And as someone else recommended: MasterPeace Dog Training | Peaceful training for dog and master


----------



## ceegee (Mar 26, 2015)

I find it hard to believe there's nothing available between these two extremes.


As others have said, the private trainer's package is very expensive, and personally I would shy away from Petco classes. I take my dogs to a terrific training school: for obedience: group classes with enough assistant trainers in the room (one per four dogs) to provide personalized attention for specific problems, homework sheets, plus access to several miles of private off-leash trails in a forest, and a broad range of classes ranging from puppy obedience to advanced competition training. Focus is on teaching humans how to train dogs. Cost is $150 per six weeks, so $600 per six months.


I'm sure there must be something like that available in your area. Hope you find what you're looking for!


----------



## Jmcarp83 (May 4, 2018)

Yikes. Those prices seem high. Look for a local dog training club. I think you’ll be surprised to find a bunch of people with like minded goals and pretty skillful! 

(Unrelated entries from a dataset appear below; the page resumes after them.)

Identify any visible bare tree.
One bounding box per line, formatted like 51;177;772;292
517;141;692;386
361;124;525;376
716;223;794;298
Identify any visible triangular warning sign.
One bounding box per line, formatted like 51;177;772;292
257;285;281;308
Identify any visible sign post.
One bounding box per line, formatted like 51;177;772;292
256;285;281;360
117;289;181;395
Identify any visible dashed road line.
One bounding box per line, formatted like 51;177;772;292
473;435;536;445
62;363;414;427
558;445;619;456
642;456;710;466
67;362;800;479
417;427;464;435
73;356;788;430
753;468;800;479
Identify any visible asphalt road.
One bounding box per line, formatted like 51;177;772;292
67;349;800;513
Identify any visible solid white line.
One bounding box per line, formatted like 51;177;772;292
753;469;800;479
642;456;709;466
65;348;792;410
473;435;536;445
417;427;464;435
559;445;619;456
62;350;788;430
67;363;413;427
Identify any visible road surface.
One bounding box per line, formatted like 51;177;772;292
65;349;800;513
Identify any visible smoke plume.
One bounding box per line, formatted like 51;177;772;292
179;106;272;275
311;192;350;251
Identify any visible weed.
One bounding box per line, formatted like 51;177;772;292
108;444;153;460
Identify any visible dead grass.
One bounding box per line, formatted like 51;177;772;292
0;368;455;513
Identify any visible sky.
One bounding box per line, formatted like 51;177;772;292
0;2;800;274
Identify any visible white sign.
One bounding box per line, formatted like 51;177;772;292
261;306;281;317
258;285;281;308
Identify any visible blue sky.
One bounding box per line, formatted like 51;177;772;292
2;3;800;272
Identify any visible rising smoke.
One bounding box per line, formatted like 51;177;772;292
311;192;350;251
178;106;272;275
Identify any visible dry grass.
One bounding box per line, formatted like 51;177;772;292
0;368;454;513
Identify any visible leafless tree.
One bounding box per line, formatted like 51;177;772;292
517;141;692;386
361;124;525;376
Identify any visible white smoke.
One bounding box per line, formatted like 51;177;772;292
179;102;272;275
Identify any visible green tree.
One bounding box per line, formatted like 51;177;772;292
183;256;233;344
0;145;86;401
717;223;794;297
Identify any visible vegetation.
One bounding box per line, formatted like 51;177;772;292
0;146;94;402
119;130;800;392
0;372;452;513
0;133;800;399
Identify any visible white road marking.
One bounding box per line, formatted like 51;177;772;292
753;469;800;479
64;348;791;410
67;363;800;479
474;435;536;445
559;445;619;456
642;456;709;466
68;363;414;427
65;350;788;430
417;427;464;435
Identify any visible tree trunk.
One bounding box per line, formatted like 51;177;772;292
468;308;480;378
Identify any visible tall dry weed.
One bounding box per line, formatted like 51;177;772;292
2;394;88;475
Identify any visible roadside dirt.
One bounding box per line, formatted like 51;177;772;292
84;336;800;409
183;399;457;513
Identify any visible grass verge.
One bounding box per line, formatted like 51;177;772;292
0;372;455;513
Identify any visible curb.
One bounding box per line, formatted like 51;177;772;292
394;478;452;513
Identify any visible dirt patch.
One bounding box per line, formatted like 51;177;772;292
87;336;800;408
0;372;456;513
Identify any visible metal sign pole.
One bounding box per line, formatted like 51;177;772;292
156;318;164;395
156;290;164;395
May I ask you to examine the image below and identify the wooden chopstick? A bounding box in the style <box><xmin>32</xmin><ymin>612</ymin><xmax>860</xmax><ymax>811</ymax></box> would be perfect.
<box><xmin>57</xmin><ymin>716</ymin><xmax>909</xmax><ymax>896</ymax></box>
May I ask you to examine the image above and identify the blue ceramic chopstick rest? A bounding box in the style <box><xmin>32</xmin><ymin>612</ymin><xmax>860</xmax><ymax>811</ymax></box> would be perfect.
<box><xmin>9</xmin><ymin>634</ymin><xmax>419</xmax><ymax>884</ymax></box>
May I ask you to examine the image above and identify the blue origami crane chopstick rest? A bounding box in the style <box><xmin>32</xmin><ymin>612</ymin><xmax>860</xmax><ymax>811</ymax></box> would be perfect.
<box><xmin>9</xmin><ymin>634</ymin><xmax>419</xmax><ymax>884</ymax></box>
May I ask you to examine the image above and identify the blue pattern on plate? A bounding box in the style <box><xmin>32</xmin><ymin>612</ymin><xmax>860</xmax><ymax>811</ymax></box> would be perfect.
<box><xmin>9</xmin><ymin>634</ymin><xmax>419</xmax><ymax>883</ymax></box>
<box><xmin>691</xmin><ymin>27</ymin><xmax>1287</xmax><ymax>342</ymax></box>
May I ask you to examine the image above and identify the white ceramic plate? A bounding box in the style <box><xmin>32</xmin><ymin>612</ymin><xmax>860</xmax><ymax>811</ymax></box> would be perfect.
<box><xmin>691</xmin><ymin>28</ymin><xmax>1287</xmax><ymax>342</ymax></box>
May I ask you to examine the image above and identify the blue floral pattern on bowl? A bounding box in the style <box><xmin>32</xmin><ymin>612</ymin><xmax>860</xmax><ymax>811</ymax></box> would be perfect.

My KPT class cost $70 because I was a non-member or trial member. 

January 1 I paid $50 to become a member. Every other class I take is $40 for a 7 week session. 

Through that club I found a trainer who operates her own training as a non-profit for dog rescues and paid a $25 year membership that goes to a charity and the 7 week training class is $30. 

I took another class at a different facility and that was $90. 

This spring session I have Rally 2 ($30) and Competition Novice Skills ($40). 

So I’m literally all in with membership fees since December for $375 and that’s 6 classes total.


----------



## CbJax (Jan 12, 2019)

Prism Goldens said:


> https://www.crdtc.org/
> New England Dog Training Club
> 
> either of these close enough?


Charles river is about 30 minutes away. They seem reasonably priced. 165 for six weeks 40 min sessions.

Thanks!


----------